Nothing appears off limits on the site, including details about Maura’s past — and that doesn’t sit well with the family.
“People say mean things about my family, my dad,” Julie said. “I take it that they have no idea what they’re talking about.”
Renner writes on the blog that he’s made many attempts to interview Fred for the book but has been stonewalled, and he questions Fred’s motivations for not talking to him.
Fred said he doesn’t like to discuss the book but has refused to participate in the project because he doesn’t trust the angles Renner might take, and because he doesn’t think Renner will “dig up anything I haven’t.”
Toggling between the Facebook group and Renner’s blog, it’s as if two camps have formed: the former for sympathy and the latter for pointing fingers.
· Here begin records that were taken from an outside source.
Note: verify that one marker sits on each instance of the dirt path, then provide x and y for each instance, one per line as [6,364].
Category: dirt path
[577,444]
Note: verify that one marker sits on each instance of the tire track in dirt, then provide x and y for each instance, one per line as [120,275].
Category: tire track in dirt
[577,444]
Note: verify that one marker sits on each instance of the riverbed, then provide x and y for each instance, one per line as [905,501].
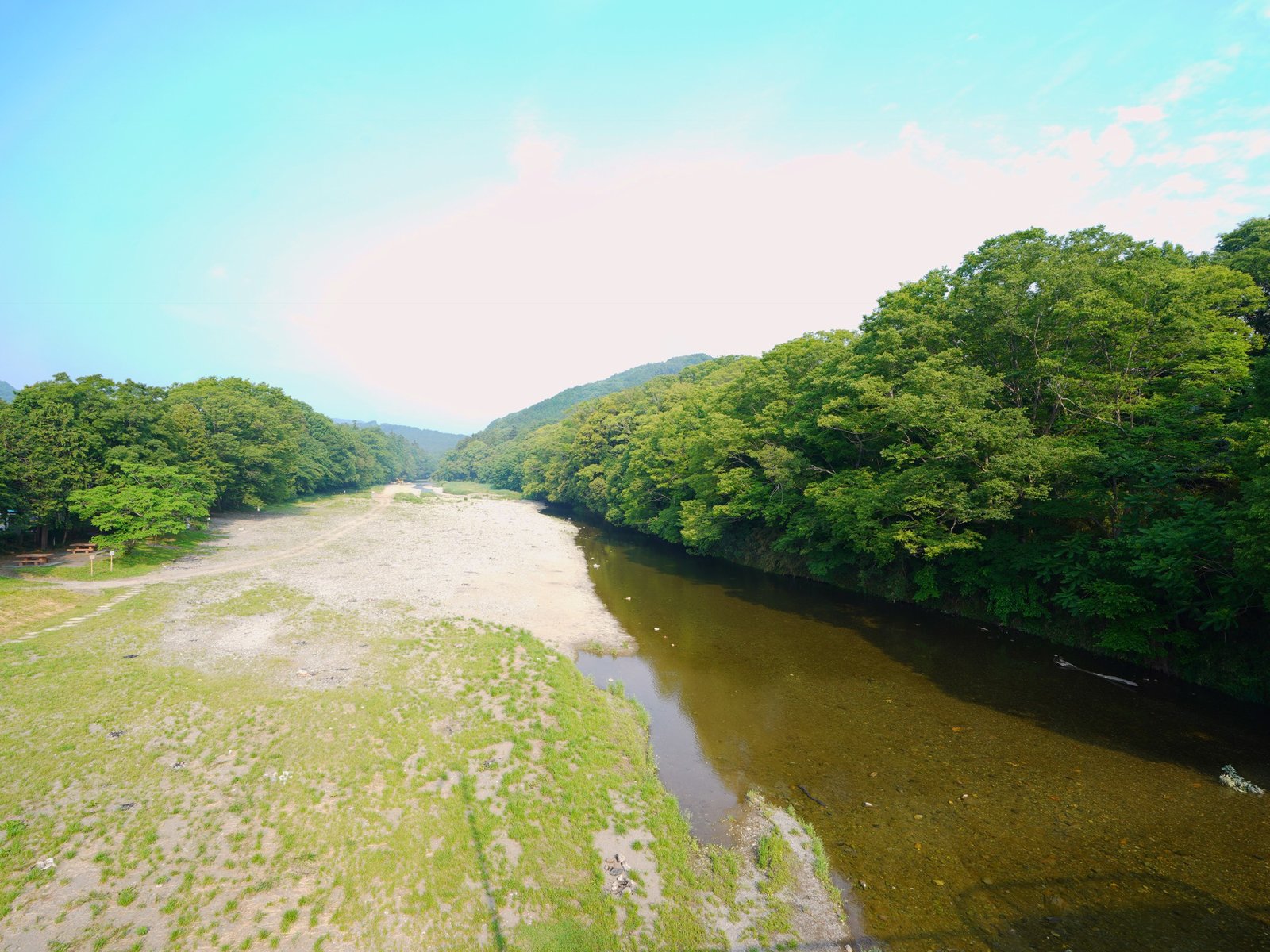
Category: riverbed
[973,793]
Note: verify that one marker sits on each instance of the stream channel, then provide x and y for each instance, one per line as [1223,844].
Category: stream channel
[972,793]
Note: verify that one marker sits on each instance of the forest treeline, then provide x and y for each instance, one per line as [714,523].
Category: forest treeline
[1067,435]
[131,461]
[492,456]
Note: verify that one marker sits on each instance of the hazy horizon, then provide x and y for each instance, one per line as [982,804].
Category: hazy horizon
[437,215]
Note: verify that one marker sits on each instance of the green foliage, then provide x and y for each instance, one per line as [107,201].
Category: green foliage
[479,457]
[141,503]
[133,460]
[1058,435]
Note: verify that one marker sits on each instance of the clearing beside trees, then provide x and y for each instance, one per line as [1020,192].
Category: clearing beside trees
[332,730]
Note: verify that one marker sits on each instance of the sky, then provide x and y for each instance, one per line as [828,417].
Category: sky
[435,213]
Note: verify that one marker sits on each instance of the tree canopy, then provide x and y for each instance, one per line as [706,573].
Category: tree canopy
[124,456]
[1060,435]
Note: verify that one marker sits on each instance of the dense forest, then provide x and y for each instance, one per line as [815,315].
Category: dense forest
[432,442]
[491,455]
[1067,435]
[131,461]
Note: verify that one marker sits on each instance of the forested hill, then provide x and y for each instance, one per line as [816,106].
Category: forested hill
[1067,435]
[133,461]
[435,442]
[478,456]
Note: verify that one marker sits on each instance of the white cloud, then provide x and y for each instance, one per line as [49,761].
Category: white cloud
[1194,79]
[675,251]
[1146,114]
[1183,184]
[1195,155]
[1249,144]
[537,158]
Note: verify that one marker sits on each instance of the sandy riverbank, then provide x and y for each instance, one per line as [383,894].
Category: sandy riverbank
[302,685]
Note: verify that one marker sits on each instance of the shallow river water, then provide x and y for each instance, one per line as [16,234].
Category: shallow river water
[975,793]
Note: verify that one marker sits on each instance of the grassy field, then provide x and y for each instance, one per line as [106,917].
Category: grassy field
[459,793]
[234,763]
[139,562]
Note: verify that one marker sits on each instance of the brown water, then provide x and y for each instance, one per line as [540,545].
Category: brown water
[977,795]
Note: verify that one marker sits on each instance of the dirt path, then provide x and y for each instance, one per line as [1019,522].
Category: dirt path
[444,556]
[182,570]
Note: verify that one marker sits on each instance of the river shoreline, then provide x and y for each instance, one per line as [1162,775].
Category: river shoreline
[365,619]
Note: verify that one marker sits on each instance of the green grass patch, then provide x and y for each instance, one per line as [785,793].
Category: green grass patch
[25,605]
[465,488]
[465,753]
[139,562]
“There are some people who have become obsessed with Maura’s case, for whatever reason,” said Helena Dwyer Murray, who is related to Fred through marriage and who curates the Facebook page. “Some are wonderful, some are questionable.”
But despite the divide, it’s also clear that everyone wants the same thing: answers.
“It’s time,” Helena said. “People don’t realize how many lives something like this actually affects. It’s not just the immediate family. So many people have been following it for nine years. Looking to find something, hoping to find something.”
That something: What happened to Maura Murray?